What was the real motive of the robbery and the murder?No matter who was pulling the strings, the crime as a robbery remains unnecessarily perplexing and largely ludicrous, and as a murder even more so. A scavenger hunt that leads nowhere, a bomb always meant to go off, a cane gun in the passenger seat, a hapless pizza delivery man murdered. What's the point? Was there a larger motive, or is this merely a case of a mentally ill group of friends outwitting investigators fettered by sheer incompetence and lack of communication?

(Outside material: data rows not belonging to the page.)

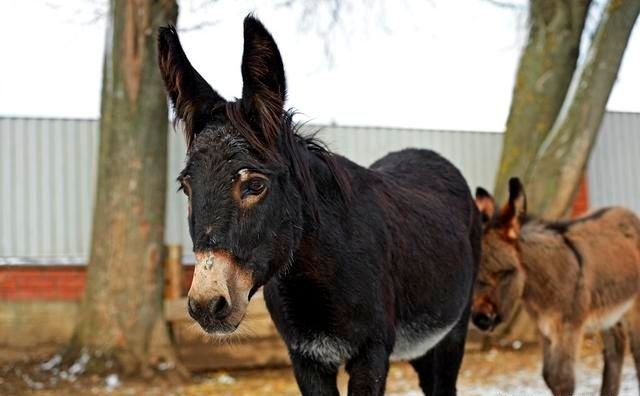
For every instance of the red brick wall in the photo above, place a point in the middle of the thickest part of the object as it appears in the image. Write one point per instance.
(51, 282)
(41, 282)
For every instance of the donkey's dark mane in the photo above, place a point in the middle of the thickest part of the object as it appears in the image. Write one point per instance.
(294, 150)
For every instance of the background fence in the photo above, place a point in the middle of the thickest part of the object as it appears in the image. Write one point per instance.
(48, 168)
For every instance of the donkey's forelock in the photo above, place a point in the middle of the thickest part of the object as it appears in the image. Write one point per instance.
(259, 117)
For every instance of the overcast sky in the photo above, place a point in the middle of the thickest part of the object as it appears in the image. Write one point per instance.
(403, 63)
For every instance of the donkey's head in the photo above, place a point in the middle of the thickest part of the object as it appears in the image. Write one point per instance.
(501, 277)
(244, 202)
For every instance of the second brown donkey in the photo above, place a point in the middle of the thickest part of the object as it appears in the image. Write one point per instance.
(573, 277)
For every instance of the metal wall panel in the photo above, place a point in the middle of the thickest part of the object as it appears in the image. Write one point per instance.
(48, 168)
(47, 174)
(614, 167)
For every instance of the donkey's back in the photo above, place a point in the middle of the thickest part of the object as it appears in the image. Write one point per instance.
(436, 236)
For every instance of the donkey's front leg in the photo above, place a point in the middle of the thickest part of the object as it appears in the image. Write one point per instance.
(314, 378)
(615, 342)
(368, 370)
(559, 360)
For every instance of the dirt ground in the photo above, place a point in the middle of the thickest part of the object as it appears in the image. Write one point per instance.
(496, 372)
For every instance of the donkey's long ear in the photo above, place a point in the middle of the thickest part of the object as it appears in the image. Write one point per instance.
(192, 97)
(264, 87)
(486, 205)
(513, 213)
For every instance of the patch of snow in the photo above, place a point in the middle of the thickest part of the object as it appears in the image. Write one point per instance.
(226, 379)
(51, 363)
(112, 381)
(80, 365)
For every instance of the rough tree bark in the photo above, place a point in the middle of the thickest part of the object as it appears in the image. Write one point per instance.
(121, 312)
(544, 74)
(549, 146)
(562, 158)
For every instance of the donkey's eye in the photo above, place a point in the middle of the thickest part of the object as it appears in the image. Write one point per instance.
(505, 273)
(184, 187)
(255, 186)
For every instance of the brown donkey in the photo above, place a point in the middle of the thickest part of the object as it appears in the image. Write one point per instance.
(573, 277)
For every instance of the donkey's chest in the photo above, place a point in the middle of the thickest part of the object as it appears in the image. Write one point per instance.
(415, 339)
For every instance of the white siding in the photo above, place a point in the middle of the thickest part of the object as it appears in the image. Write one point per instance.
(48, 168)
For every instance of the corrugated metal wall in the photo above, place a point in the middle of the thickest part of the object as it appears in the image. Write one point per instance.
(614, 167)
(47, 175)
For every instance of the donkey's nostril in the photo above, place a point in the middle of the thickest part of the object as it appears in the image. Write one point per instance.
(193, 307)
(220, 308)
(483, 321)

It appears to be the latter, with Rothstein and Diehl-Armstrong's conflated egos and combined intelligence sparking some maniacal desire to be seen, no matter cost. As the Wired piece suggests, Rothstein seemed fixated on outsmarting police, maybe because he never managed to "achieve" anything someone with his smarts might be expected to: He never graduated college, was unmarried, lived alone, and was battling his siblings over money. Several investigators noted that he apparently wanted to prove his superior intelligence, and the fact that he willfully drew police attention to himself fits with that portrait. Perhaps, together with the ex-girlfriend he couldn't let go of, he actually pulled off the elaborate, nonsensical crime that would give him a certain level of infamy and notoriety.
Or maybe it was about the money, after all. These were all low-income folks, largely living on the fringes of monied society. Wells lived alone with his cats, his pizza-delivery money used to fuel relationships with sex workers. Barnes is a former crack addict and dealer. Diehl-Armstrong showed no evidence of a life beyond her mania. Rothstein was a handyman and loner whose vast intelligence and large personality had no proper showcase. Perhaps the promise of wealth fueled their journey.
Whatever the case, they succeeded, in a perverse way. Rothstein and Diehl-Armstrong are both dead (she passed away from cancer in 2017), and Barnes will spend the next 40 years in prison, but people are still talking about them, still debating the particulars and oddities of the case. If the point was to be seen and known, they pulled it off. We'll always wonder why, and we'll never truly know.